What Is Human Rights Studies at UC Davis?

What Is Human Rights Studies at UC Davis?

Human Rights Studies is the multi-disciplinary and interdisciplinary scholarly effort to understand the history, theory, and criticism of the Human Rights Idea – the idea that human beings have rights, including economic, cultural and social rights, simply because they are human beings, and not on the basis of national citizenship, belonging to the right ethnic group or being the right color, religion, gender or sexual orientation. 

Human Rights Studies professionals seek to understand and critique the International Human Rights System: that is the host of governmental, non-governmental and intergovernmental institutions, especially those associated with the UN tasked with protecting and promoting human rights. Amnesty International or Human Rights Watch would fit under this element, as would laws, treaties, and conventions, for example the Universal Declaration of Human Rights, United Nations Declaration of the Rights Indigenous People, and the Convention Against Torture, that define human rights and the measures required for their defense.

We study forms of Human Rights Abuse in the present and the near-past, especially systemic abuse: Apartheid, Dirty Wars, the Armenian Genocide, Jim Crow, Totalitarianism, Slavery, and Settler Colonialism being among the best examples.

We study the Human Rights Struggle, that is efforts by individuals and groups to oppose human rights abuse and create more just societies.  In this sense human rights can be approached as part of the embodied and lived experience of everyday people, including refugees and indigenous peoples, and not just an elite or Western practice.  At UC Davis, we tend to focus a great deal of our research on this element through the lens of area studies – hence our courses on Human Rights in Latin America and Human Rights in the Middle East.  In this element we also seek to understand human rights struggle as it is expressed through the arts, music, and other forms of culture.

We celebrate Human Rights Achievements, that is moments in the successful defense of the Human Rights Idea, and use the tools of storytelling in its multiple forms to explore episodes of resistance, survival and perseverance.
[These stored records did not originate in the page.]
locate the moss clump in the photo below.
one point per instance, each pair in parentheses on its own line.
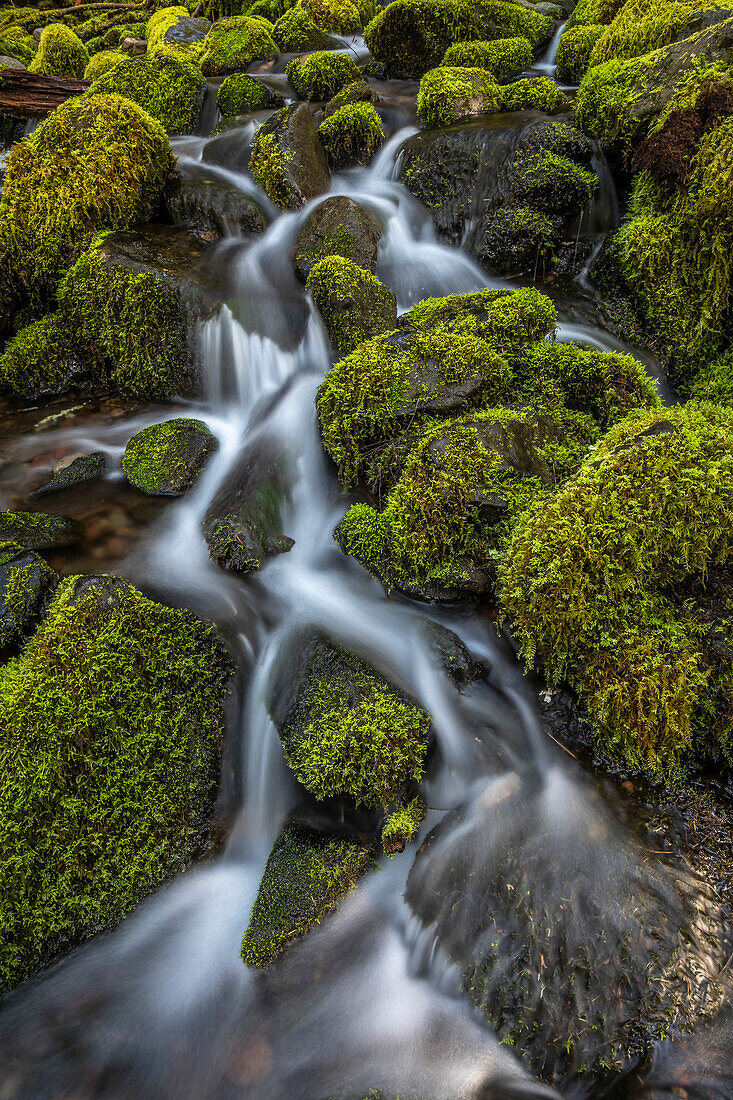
(320,75)
(352,301)
(167,88)
(241,94)
(37,360)
(101,63)
(306,876)
(575,50)
(165,459)
(402,825)
(351,135)
(587,579)
(234,43)
(111,719)
(537,94)
(448,95)
(97,161)
(503,58)
(61,53)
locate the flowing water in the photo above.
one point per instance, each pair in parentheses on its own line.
(163,1007)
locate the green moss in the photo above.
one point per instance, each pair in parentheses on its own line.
(97,161)
(448,95)
(402,825)
(503,58)
(37,360)
(61,53)
(232,44)
(110,724)
(241,94)
(101,63)
(586,579)
(575,50)
(351,135)
(306,876)
(352,301)
(128,328)
(167,88)
(320,75)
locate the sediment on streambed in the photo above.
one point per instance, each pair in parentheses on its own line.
(365,494)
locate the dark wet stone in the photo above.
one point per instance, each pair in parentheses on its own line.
(212,208)
(337,227)
(83,469)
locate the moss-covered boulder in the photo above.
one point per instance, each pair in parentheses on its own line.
(351,135)
(61,53)
(306,876)
(234,43)
(320,75)
(96,162)
(287,158)
(166,459)
(26,584)
(167,88)
(338,227)
(353,304)
(111,719)
(449,95)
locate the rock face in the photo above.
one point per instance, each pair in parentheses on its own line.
(287,160)
(166,459)
(130,711)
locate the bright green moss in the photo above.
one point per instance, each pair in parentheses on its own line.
(241,94)
(101,63)
(320,75)
(586,579)
(537,94)
(351,135)
(448,95)
(97,161)
(402,825)
(352,301)
(503,58)
(232,44)
(110,724)
(61,53)
(36,361)
(575,50)
(306,876)
(167,88)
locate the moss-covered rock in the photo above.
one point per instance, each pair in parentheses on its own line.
(306,876)
(351,135)
(503,58)
(320,75)
(61,53)
(287,158)
(97,161)
(338,227)
(111,721)
(353,304)
(26,584)
(653,503)
(166,459)
(167,88)
(449,95)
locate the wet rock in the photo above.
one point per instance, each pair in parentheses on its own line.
(242,526)
(85,468)
(212,208)
(37,530)
(166,459)
(287,158)
(26,584)
(338,227)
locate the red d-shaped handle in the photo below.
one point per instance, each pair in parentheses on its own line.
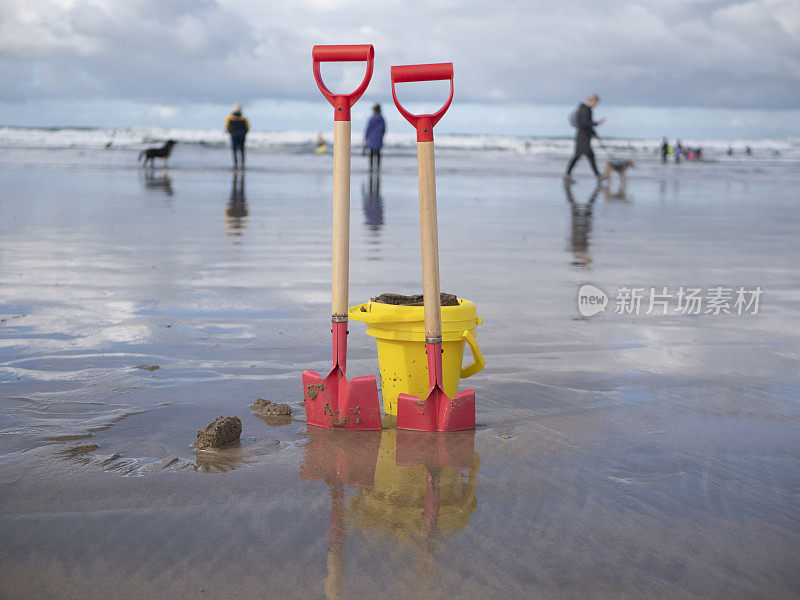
(342,102)
(423,123)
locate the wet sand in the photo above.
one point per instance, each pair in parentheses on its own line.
(617,456)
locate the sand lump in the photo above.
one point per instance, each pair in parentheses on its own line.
(221,431)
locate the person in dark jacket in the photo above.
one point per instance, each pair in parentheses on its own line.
(237,126)
(373,137)
(584,135)
(664,150)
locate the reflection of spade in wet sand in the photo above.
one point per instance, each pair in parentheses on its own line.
(236,209)
(410,486)
(581,227)
(161,182)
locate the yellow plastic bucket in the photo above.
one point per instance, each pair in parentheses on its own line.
(400,334)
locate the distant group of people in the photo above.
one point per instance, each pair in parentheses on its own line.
(678,151)
(237,126)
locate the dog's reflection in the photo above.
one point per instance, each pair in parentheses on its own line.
(581,226)
(236,209)
(409,486)
(162,182)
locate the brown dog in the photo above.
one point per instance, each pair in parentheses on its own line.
(620,167)
(152,153)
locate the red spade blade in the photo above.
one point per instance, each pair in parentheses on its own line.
(336,403)
(437,412)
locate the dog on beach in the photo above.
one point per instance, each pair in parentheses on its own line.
(150,154)
(620,167)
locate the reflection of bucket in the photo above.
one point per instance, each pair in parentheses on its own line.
(400,334)
(400,497)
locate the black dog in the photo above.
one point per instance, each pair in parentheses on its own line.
(152,153)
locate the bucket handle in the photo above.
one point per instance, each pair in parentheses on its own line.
(478,361)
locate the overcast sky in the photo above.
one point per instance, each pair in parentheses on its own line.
(698,53)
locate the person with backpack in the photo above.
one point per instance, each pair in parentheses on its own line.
(237,126)
(582,118)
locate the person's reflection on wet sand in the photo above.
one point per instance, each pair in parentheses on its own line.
(409,485)
(581,227)
(236,210)
(372,203)
(161,182)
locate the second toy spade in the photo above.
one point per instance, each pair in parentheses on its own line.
(436,412)
(333,401)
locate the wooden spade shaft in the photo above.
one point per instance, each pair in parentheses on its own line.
(430,243)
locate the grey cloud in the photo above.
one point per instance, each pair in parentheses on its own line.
(714,53)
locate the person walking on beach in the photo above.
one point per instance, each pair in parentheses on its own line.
(584,121)
(237,126)
(373,137)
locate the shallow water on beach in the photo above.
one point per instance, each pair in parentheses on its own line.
(617,455)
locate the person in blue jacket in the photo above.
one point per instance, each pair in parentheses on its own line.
(373,137)
(237,126)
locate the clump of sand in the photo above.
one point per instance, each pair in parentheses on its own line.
(264,407)
(221,431)
(415,300)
Through teaching and research, Human Rights Studies professionals work to understand and support Human Rights Advocacy.  This includes the full embrace of forms of engaged scholarship and closing the gap between theory and practice. Human Rights Studies professionals engage in policy advocacy, often provide expert testimony, and work outside of the academy in international organizations.  In this element, Human Rights Studies teachers will often invite human rights activists, advocates and defenders into the classroom and emphasized internship activities with Human Rights organizations and career preparation in Human Rights work, broadly conceived.